Abstract
Tenosynovial giant cell tumor (TGCT) is a rare type of tumor that originates from the synovium of joints and tendon sheaths. It is characterized by recurring genetic abnormalities, often involving the CSF1 gene. Common symptoms include pain and swelling, which are not specific to TGCT, so MRI and a pathological biopsy are needed for an accurate diagnosis. We report the case of a 45-year-old man who experienced painful swelling in his right hip for six months. Initially, this was diagnosed as Erdheim-Chester disease. However, whole exome sequencing (WES) and RNA-Sequencing revealed a CSF1::GAPDHP64 fusion, leading to a revised diagnosis of TGCT. The patient was treated with pegylated interferon and imatinib, which resulted in stable disease after three months. Single-cell transcriptome analysis identified seven distinct cell clusters, revealing that neoplastic cells expressing CSF1 attract macrophages. Analysis of ligand-receptor interactions showed significant communication between neoplastic cells and macrophages mediated by CSF1 and CSF1R. Our findings emphasize the importance of comprehensive molecular analysis in diagnosing and treating rare malignancies like TGCT.

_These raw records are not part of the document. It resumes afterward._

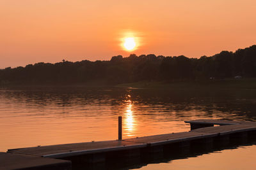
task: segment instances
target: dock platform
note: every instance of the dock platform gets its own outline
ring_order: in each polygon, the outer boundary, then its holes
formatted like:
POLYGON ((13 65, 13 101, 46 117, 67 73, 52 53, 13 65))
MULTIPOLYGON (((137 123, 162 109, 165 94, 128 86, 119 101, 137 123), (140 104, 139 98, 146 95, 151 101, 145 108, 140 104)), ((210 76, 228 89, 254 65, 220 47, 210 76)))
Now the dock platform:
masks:
POLYGON ((0 152, 0 169, 71 170, 71 161, 0 152))
MULTIPOLYGON (((256 136, 256 122, 221 120, 186 121, 191 124, 189 132, 154 135, 122 140, 86 142, 43 146, 8 150, 9 154, 20 154, 40 159, 71 160, 73 164, 105 162, 114 157, 140 159, 144 156, 163 154, 168 148, 175 153, 195 146, 211 147, 237 139, 247 139, 256 136), (220 126, 214 126, 220 125, 220 126)), ((204 148, 204 147, 201 147, 204 148)))

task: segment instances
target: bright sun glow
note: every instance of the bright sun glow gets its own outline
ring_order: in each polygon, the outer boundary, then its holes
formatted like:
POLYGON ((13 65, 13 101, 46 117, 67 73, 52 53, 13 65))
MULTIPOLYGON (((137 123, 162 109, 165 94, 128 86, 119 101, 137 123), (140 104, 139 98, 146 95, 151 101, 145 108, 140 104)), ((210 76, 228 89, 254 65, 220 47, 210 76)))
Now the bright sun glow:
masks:
POLYGON ((125 38, 124 46, 126 50, 129 51, 132 50, 135 48, 136 45, 136 44, 133 37, 128 37, 125 38))

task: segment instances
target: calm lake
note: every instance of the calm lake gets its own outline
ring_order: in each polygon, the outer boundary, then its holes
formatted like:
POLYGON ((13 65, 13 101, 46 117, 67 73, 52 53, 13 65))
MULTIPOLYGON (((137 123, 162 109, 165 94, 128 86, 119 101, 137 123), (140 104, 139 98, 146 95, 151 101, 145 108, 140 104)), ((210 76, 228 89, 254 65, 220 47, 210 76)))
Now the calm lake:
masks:
MULTIPOLYGON (((255 89, 0 89, 0 151, 188 131, 197 118, 256 120, 255 89)), ((255 169, 256 145, 149 164, 140 169, 255 169)))

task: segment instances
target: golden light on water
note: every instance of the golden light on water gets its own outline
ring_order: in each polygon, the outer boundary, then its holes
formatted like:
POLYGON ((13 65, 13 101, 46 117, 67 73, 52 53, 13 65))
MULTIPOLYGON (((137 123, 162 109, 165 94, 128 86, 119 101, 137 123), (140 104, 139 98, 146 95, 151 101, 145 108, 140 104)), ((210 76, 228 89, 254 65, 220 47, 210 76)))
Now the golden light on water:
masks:
POLYGON ((127 101, 127 105, 125 109, 124 133, 127 137, 131 137, 134 134, 135 120, 132 111, 132 104, 131 100, 127 101))

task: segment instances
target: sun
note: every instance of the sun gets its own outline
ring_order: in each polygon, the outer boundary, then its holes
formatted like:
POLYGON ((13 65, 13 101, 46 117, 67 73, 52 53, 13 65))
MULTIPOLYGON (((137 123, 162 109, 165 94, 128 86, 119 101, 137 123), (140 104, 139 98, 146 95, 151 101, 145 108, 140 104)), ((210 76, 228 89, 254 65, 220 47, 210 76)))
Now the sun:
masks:
POLYGON ((136 46, 134 38, 128 37, 124 39, 124 46, 127 50, 131 51, 134 49, 136 46))

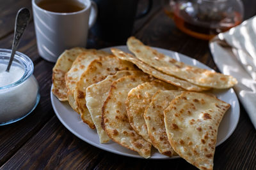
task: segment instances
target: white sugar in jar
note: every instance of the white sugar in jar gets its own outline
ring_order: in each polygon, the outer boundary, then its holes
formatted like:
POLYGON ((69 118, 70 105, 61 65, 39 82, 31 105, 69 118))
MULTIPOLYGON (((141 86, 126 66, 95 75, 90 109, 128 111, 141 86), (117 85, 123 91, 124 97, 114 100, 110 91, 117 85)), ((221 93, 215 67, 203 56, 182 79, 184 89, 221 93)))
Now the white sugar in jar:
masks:
POLYGON ((0 125, 24 118, 40 100, 33 62, 17 52, 10 71, 6 72, 10 54, 11 50, 0 49, 0 125))

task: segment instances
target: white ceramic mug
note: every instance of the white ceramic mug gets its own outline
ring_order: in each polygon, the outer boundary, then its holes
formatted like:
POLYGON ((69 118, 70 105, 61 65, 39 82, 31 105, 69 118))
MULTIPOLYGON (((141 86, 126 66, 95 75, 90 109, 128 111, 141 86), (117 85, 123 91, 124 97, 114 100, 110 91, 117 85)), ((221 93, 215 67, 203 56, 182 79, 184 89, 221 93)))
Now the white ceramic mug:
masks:
POLYGON ((77 0, 84 4, 81 11, 56 13, 45 10, 32 0, 33 13, 39 54, 44 59, 56 62, 67 49, 85 47, 88 31, 95 23, 96 4, 90 0, 77 0), (91 11, 92 9, 92 11, 91 11))

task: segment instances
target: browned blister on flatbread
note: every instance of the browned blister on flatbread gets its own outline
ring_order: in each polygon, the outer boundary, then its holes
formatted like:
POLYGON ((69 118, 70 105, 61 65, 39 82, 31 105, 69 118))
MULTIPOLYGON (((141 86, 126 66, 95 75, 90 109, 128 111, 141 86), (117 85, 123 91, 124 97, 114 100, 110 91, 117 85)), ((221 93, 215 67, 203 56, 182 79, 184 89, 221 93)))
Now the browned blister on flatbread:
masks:
POLYGON ((101 120, 103 104, 107 99, 112 82, 125 76, 140 73, 140 71, 119 71, 116 74, 109 75, 104 80, 87 87, 85 97, 86 106, 96 127, 100 143, 107 143, 110 139, 101 127, 101 120))
POLYGON ((212 96, 183 92, 164 110, 164 124, 174 150, 200 169, 212 169, 220 123, 230 105, 212 96))
POLYGON ((151 142, 145 122, 145 109, 151 102, 151 97, 159 90, 177 89, 177 87, 159 80, 146 82, 133 88, 125 101, 126 111, 131 125, 144 139, 151 142))
POLYGON ((71 68, 76 57, 86 49, 76 47, 65 50, 57 60, 52 69, 52 92, 61 101, 67 101, 65 74, 71 68))
POLYGON ((144 62, 138 60, 132 55, 122 52, 120 50, 116 48, 111 48, 111 52, 119 59, 130 61, 136 64, 144 73, 150 74, 159 80, 164 81, 173 85, 181 87, 189 91, 200 92, 209 89, 209 88, 200 87, 191 83, 187 81, 163 73, 162 72, 152 67, 149 65, 145 64, 144 62))
POLYGON ((102 127, 108 136, 122 146, 137 152, 141 156, 150 156, 151 144, 138 134, 131 126, 125 101, 132 88, 151 81, 148 76, 128 76, 113 81, 102 107, 102 127))
POLYGON ((88 66, 93 60, 109 55, 109 53, 100 50, 86 50, 76 59, 70 69, 66 73, 65 80, 68 90, 68 103, 76 112, 79 113, 74 97, 76 82, 79 80, 81 75, 87 69, 88 66))
POLYGON ((127 43, 130 51, 140 60, 166 74, 191 83, 215 89, 230 88, 237 83, 236 79, 231 76, 179 62, 143 45, 134 37, 129 38, 127 43))
POLYGON ((91 115, 86 107, 85 100, 86 88, 92 84, 104 80, 109 74, 115 74, 118 71, 135 69, 138 69, 132 63, 120 60, 113 55, 100 57, 88 66, 87 69, 76 82, 74 91, 74 97, 81 118, 84 123, 90 127, 94 127, 91 115))
POLYGON ((177 155, 169 143, 164 122, 164 110, 182 91, 159 90, 152 97, 144 113, 149 138, 158 151, 168 157, 177 155))

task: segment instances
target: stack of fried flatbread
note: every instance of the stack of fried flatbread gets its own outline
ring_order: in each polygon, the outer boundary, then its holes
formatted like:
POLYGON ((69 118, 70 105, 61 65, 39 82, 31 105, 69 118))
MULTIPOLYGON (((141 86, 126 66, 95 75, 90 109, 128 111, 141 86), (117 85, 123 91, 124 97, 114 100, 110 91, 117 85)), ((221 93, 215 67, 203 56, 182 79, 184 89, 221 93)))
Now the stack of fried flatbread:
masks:
POLYGON ((212 169, 218 126, 230 105, 204 93, 227 89, 236 80, 177 61, 134 37, 135 56, 74 48, 53 68, 52 93, 68 101, 100 142, 110 139, 150 157, 180 155, 200 169, 212 169))

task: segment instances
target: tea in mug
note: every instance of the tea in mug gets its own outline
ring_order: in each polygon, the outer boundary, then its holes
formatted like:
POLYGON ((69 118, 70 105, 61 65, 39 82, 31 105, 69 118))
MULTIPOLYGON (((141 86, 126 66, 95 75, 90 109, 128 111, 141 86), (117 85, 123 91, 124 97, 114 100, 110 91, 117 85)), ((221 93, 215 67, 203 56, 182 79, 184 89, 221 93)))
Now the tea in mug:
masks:
POLYGON ((76 12, 86 7, 76 0, 42 0, 37 5, 44 10, 57 13, 76 12))

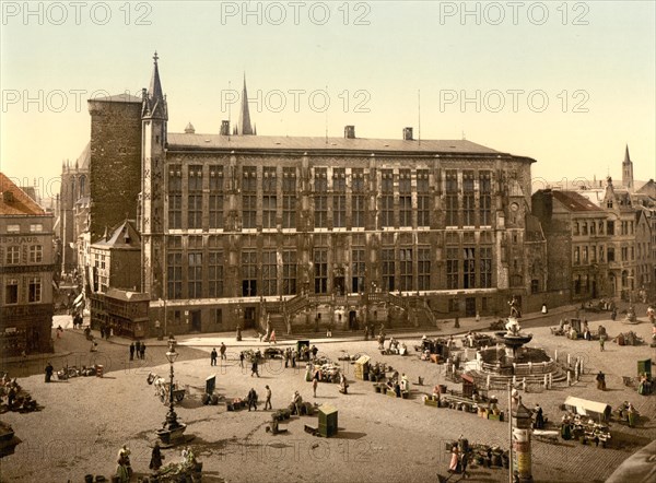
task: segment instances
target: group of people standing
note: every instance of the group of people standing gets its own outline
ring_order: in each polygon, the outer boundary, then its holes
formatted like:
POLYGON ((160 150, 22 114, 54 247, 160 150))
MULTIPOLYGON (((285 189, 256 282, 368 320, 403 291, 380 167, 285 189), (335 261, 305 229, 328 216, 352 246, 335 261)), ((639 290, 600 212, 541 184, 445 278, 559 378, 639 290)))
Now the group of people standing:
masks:
POLYGON ((130 361, 134 361, 134 356, 140 360, 145 358, 145 342, 137 341, 130 343, 130 361))

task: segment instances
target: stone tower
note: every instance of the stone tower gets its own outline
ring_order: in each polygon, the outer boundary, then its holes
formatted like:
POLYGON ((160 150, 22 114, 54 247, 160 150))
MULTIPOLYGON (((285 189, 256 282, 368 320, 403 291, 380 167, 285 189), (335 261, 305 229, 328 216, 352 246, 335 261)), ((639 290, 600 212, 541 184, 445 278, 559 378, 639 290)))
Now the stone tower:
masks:
POLYGON ((165 267, 164 184, 166 158, 166 122, 168 108, 162 92, 157 52, 153 56, 153 75, 150 89, 142 91, 141 136, 141 291, 152 299, 165 297, 163 273, 165 267))
POLYGON ((629 156, 629 144, 626 144, 624 161, 622 162, 622 186, 626 188, 629 192, 633 192, 633 162, 631 161, 631 156, 629 156))

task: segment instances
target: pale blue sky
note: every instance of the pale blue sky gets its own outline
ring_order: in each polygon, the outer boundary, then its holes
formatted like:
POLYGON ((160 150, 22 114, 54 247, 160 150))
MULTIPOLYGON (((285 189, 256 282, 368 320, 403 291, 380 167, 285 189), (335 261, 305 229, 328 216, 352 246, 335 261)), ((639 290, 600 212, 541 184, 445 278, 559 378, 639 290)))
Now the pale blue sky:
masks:
POLYGON ((172 132, 188 121, 218 132, 229 117, 225 91, 241 89, 245 71, 249 96, 260 91, 259 109, 250 104, 259 134, 342 136, 350 123, 363 138, 399 138, 405 126, 417 133, 421 91, 423 139, 464 132, 536 158, 534 177, 549 180, 618 178, 629 143, 636 179, 656 178, 654 1, 522 2, 516 24, 508 2, 467 2, 478 17, 462 17, 462 5, 309 1, 295 25, 293 2, 92 1, 79 22, 69 2, 33 2, 27 16, 23 2, 3 2, 1 169, 56 177, 89 140, 85 99, 148 86, 156 49, 172 132), (261 16, 244 19, 245 4, 261 16), (319 25, 325 5, 330 17, 319 25), (273 25, 281 12, 286 19, 273 25), (368 25, 356 25, 359 16, 368 25), (309 94, 326 89, 330 107, 317 111, 309 94), (295 90, 305 91, 297 113, 295 90), (514 90, 523 91, 517 111, 514 90), (39 91, 40 106, 25 103, 39 91), (461 104, 477 91, 480 111, 461 104), (370 111, 356 111, 359 103, 370 111))

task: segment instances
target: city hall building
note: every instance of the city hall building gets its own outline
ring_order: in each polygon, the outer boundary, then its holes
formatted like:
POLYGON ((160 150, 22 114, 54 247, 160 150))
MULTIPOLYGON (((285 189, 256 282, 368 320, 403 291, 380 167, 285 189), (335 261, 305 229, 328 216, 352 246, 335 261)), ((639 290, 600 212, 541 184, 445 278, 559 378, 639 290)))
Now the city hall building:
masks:
POLYGON ((505 316, 512 296, 524 309, 544 302, 530 157, 418 140, 412 128, 398 139, 358 138, 353 126, 340 138, 256 136, 246 102, 233 130, 168 132, 156 57, 142 98, 93 99, 90 111, 91 241, 136 216, 152 331, 435 327, 505 316), (138 136, 113 133, 137 125, 138 136), (137 169, 140 185, 126 187, 117 173, 137 169), (138 191, 118 213, 113 184, 138 191))

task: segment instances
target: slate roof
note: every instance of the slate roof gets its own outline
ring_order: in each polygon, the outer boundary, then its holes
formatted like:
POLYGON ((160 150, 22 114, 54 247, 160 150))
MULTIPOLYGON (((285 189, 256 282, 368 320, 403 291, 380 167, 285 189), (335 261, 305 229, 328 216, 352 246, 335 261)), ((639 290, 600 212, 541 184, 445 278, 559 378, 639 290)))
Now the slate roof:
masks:
POLYGON ((109 95, 109 96, 105 96, 105 97, 94 97, 89 101, 98 101, 101 103, 139 103, 139 104, 141 104, 141 97, 136 97, 126 92, 124 92, 122 94, 109 95))
MULTIPOLYGON (((231 150, 270 150, 270 151, 351 151, 372 153, 402 154, 476 154, 509 156, 507 153, 467 140, 410 140, 367 139, 367 138, 323 138, 285 136, 221 136, 191 134, 172 132, 167 134, 169 151, 231 151, 231 150)), ((517 156, 514 156, 517 157, 517 156)), ((524 156, 518 156, 524 157, 524 156)), ((525 157, 535 163, 535 160, 525 157)))
POLYGON ((576 191, 552 191, 553 198, 570 211, 604 211, 588 198, 576 191))
POLYGON ((0 215, 45 215, 46 212, 25 191, 0 173, 0 215), (13 201, 7 200, 11 192, 13 201))
POLYGON ((106 248, 140 248, 141 235, 137 232, 133 223, 132 220, 126 220, 125 222, 119 223, 112 228, 107 239, 101 238, 95 241, 93 246, 106 248), (128 235, 129 241, 126 241, 126 235, 128 235))

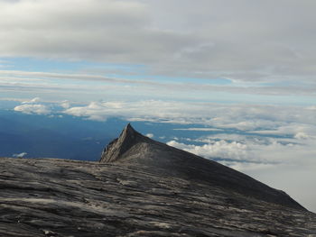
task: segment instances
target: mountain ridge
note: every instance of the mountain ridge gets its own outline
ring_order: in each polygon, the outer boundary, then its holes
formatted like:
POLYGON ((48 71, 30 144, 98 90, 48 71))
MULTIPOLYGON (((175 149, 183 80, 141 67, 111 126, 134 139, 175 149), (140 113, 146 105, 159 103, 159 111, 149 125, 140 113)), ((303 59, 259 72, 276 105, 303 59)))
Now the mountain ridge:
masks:
POLYGON ((152 140, 136 132, 130 123, 117 139, 106 147, 99 162, 115 162, 134 167, 137 164, 146 165, 161 175, 207 182, 264 201, 306 210, 282 190, 270 187, 216 161, 152 140))

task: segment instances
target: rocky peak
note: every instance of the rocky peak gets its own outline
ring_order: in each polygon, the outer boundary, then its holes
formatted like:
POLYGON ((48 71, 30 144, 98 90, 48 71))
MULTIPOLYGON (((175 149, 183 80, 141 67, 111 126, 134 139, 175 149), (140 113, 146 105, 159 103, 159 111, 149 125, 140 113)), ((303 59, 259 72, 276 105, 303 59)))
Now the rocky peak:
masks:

Keywords: single cell sequencing (scRNA-seq), RNA sequencing (RNA-seq), CSF1 fusion transcript, tenosynovial giant cell tumor (TGCT), molecular tumor board (MTB)
Introduction
Tenosynovial giant cell tumor (TGCT), previously called pigmented villonodular tenosynovitis (PVNS) or giant cell tumor of the tendon sheath, is a rare mesenchymal neoplasm arising from the synovium of joints and tendon sheaths. It is molecularly characterized by recurrent genomic aberrations often involving the colony-stimulating factor 1 gene (CSF1) (1, 2). According to the 2020 WHO Classification of Soft Tissue and Bone Tumors, TGCT is a type of neoplasm that is locally aggressive (3). The symptoms of TGCT, including pain, tenderness, swelling, or limitation of motion, are not specific. Therefore, it is necessary to perform magnetic resonance imaging (MRI) and pathological biopsy to make an accurate diagnosis (4). Localized TGCT is a focal mass that typically surrounds or abuts the tendon, while the diffuse type often causes joint effusion or synovial fluid (5, 6). Sometimes, TGCT can resemble other soft tissue tumors on MRI, making diagnosis challenging (7).
Materials and methods
A bone marrow biopsy was obtained and immediately stored in a preservation buffer, Singleron, Germany. The cell suspension was then shipped overnight at 4°C to Singleron Labs in Cologne, Germany. Cell viability was assessed at Singleron Labs, and the sample with viability exceeding 80% were subsequently processed into single-cell suspensions using the sCelLiVE Tissue Dissociation Solution (#1190062, Singleron). Library preparation was carried out using the GEXSCOPE Single Cell RNA Library Kit on a microwell chip (SCOPE-chip) with barcoded beads. The finished library was paired-end sequenced on an Illumina NovaSeq.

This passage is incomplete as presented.